Legal Alert – Profound Changes Proposed to the Finnish Corporate Tax System
The Finnish Ministry of Finance published a draft government bill on 22 March 2018 on abolishing the personal income source for corporate entities. Under the draft government bill, the Finnish Business Income Tax Act (BITA) would generally apply to the calculation of a corporation’s net operating result. Furthermore, the BITA’s scope of application would be extended to cover real estate business activities carried out by entities other than corporations as well. The proposed amendments would simplify the calculation of corporations’ taxable income, but for example, income derived from real estate business activities could be classified as business income for foundations.
The draft government bill drawn up by the Finnish Ministry of Finance proposes the following key changes:
- corporate entities would generally not be considered to have a source of personal income. Instead, their net operating results would be uniformly calculated under the BITA except for income derived from agriculture. This would simplify the offsetting of corporations’ prior net operating losses as profits and losses would arise from the same source of income;
- business assets that do not qualify as fixed, current, investment or financial assets would be treated as miscellaneous assets;
- tax deductible costs could be offset against all taxable income and capital gains, whereas capital losses incurred from miscellaneous assets would be deductible only against capital gains derived from miscellaneous assets;
- for entities other than corporations, rental and other income deriving from real estate business activities could be considered as business income under the BITA; and
- the applicability of the Finnish group contribution regime would be extended to cover companies, which net operating result is calculated according to BITA.

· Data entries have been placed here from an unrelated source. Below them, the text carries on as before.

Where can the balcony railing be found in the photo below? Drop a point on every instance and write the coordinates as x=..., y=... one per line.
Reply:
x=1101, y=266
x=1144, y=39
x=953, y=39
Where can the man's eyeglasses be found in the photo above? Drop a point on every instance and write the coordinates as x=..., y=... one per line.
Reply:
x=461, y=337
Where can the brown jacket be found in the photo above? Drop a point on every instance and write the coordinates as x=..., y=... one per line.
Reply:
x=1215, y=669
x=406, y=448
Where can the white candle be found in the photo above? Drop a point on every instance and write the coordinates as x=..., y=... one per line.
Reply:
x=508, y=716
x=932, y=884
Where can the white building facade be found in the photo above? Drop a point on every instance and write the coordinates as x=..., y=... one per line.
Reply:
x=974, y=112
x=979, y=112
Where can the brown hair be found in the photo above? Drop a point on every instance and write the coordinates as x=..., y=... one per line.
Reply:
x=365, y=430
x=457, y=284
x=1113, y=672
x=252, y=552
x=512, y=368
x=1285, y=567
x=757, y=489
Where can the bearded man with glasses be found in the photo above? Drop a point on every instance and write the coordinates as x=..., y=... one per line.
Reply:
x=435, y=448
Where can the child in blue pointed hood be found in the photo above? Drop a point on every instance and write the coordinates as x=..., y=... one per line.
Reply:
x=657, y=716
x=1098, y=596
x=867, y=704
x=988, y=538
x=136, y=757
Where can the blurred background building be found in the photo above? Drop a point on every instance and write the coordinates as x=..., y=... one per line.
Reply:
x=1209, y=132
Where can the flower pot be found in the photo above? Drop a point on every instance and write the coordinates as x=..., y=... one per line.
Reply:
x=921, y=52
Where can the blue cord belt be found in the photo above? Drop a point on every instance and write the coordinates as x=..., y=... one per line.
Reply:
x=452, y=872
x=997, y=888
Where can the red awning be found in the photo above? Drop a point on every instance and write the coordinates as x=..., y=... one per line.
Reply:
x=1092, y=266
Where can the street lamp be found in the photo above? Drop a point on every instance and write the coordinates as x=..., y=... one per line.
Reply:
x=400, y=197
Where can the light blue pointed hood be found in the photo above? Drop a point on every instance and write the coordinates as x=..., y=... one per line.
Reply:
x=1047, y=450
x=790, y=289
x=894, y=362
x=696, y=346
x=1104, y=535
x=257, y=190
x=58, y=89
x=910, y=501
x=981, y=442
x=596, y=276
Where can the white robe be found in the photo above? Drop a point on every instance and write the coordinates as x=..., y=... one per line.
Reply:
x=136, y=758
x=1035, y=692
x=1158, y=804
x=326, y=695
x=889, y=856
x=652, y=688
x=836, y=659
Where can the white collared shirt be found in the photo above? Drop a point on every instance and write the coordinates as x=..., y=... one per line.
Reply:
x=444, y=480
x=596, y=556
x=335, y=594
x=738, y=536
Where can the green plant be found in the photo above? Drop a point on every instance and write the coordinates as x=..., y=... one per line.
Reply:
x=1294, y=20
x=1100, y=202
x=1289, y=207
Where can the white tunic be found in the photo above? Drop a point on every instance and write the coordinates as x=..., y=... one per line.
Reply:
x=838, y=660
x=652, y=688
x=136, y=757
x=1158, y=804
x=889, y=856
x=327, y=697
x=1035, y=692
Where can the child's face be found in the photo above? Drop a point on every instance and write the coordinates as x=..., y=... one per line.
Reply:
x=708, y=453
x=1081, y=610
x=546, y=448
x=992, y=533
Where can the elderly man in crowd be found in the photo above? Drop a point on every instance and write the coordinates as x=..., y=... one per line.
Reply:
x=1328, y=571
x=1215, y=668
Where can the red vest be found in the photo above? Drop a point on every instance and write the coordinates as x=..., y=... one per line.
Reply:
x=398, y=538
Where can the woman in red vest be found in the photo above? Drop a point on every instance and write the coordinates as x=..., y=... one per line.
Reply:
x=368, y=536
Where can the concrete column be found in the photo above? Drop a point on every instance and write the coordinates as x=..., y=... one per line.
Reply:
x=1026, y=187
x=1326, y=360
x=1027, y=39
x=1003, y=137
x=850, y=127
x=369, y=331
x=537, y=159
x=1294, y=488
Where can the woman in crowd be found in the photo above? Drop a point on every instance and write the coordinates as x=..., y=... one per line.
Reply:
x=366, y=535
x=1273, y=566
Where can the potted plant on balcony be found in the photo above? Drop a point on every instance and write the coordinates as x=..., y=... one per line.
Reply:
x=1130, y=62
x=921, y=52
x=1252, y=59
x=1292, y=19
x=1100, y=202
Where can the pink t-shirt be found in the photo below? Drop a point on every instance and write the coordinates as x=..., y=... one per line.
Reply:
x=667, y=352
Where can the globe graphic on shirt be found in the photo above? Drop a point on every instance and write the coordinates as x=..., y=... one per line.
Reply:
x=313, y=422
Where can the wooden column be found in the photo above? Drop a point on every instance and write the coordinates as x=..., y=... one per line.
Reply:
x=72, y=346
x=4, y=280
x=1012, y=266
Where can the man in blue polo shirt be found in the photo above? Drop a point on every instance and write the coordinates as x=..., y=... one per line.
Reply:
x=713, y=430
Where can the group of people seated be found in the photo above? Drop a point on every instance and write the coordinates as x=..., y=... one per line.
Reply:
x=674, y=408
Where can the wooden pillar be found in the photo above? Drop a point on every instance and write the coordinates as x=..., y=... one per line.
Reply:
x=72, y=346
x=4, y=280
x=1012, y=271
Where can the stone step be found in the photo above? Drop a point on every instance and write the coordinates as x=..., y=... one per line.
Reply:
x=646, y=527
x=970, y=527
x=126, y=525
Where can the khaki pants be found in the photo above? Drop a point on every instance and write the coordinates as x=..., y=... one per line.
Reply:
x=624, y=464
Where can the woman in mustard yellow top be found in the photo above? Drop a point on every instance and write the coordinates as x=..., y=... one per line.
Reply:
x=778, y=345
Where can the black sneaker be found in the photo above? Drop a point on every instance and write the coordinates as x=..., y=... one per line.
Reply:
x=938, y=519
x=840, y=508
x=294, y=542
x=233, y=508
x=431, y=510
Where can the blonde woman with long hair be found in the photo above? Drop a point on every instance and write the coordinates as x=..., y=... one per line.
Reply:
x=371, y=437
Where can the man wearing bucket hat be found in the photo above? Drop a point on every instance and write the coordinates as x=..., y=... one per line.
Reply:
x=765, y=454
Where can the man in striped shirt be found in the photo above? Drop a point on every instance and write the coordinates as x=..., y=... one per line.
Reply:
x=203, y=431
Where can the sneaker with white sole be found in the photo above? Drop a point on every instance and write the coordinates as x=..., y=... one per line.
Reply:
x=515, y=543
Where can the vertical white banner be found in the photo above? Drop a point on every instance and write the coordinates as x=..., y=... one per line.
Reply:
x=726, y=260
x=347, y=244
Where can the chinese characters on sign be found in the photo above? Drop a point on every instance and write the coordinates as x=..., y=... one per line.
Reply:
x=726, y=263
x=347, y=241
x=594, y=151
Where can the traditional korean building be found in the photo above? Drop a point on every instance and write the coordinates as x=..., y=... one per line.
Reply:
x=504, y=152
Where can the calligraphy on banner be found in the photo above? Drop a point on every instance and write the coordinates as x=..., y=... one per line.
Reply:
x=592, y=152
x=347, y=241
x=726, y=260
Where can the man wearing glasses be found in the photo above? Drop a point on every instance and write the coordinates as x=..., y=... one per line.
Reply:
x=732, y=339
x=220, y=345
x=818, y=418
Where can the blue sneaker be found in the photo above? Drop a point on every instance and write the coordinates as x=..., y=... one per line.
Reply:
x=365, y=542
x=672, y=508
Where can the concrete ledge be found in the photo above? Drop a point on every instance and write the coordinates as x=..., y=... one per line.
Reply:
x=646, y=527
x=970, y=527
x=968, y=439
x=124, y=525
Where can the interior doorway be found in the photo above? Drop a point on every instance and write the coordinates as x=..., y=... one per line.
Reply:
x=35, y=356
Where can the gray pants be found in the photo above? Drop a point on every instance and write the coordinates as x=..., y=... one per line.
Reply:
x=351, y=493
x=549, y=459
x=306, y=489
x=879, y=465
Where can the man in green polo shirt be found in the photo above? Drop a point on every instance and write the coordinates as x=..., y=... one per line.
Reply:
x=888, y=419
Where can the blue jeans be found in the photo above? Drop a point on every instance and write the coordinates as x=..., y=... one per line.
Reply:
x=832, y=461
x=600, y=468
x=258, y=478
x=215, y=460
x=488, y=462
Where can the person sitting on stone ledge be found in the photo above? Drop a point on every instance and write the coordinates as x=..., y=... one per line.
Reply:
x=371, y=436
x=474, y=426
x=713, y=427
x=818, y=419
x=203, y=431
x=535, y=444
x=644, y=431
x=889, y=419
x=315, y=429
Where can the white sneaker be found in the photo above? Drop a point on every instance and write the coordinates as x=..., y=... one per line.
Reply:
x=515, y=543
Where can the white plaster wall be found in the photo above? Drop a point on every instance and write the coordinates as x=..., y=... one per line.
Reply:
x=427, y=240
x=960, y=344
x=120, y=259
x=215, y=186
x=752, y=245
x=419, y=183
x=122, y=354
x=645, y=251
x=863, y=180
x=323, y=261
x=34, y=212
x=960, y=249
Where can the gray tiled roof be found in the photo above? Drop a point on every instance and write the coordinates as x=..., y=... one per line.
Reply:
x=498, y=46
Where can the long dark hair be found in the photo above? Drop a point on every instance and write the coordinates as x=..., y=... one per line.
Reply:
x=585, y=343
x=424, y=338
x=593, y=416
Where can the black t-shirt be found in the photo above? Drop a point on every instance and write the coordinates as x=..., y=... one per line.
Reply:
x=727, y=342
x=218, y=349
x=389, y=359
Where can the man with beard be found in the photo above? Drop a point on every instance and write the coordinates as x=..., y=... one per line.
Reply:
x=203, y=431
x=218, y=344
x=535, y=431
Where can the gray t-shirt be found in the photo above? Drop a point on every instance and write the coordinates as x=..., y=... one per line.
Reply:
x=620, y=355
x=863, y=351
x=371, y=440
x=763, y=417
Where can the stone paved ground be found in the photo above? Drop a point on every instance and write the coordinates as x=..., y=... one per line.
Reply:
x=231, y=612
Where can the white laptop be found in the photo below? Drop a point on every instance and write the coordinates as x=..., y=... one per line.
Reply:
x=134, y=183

The calculation of taxable income would be simplified for corporations that have one single source of income, since net operating results would be calculated in accordance with BITA. This would also simplify the offsetting of prior net operating losses as net operating profits and losses would derive from one single source of income. However, capital losses incurred from miscellaneous assets could be offset only against capital gains derived from miscellaneous assets.
Intra-group loss relief through group contributions would be made available also to Finnish real estate business companies and holding companies in particular.
Other entities, such as foundations and partnerships, could still have separate sources of income. However, foundations’ real estate activities could be classified as business activities under the proposed new corporate tax system. As such, rental income in particular could constitute taxable business income instead of being treated as corporate tax-exempt personal income as it currently is.
The Finnish Ministry of Finance has invited interested parties to submit their comments on the draft government bill by the beginning of May. We expect to receive the finalised government bill during the summer. The proposed amendments would enter into force at the beginning of 2019 and would first apply in taxation from the fiscal year 2019 onwards.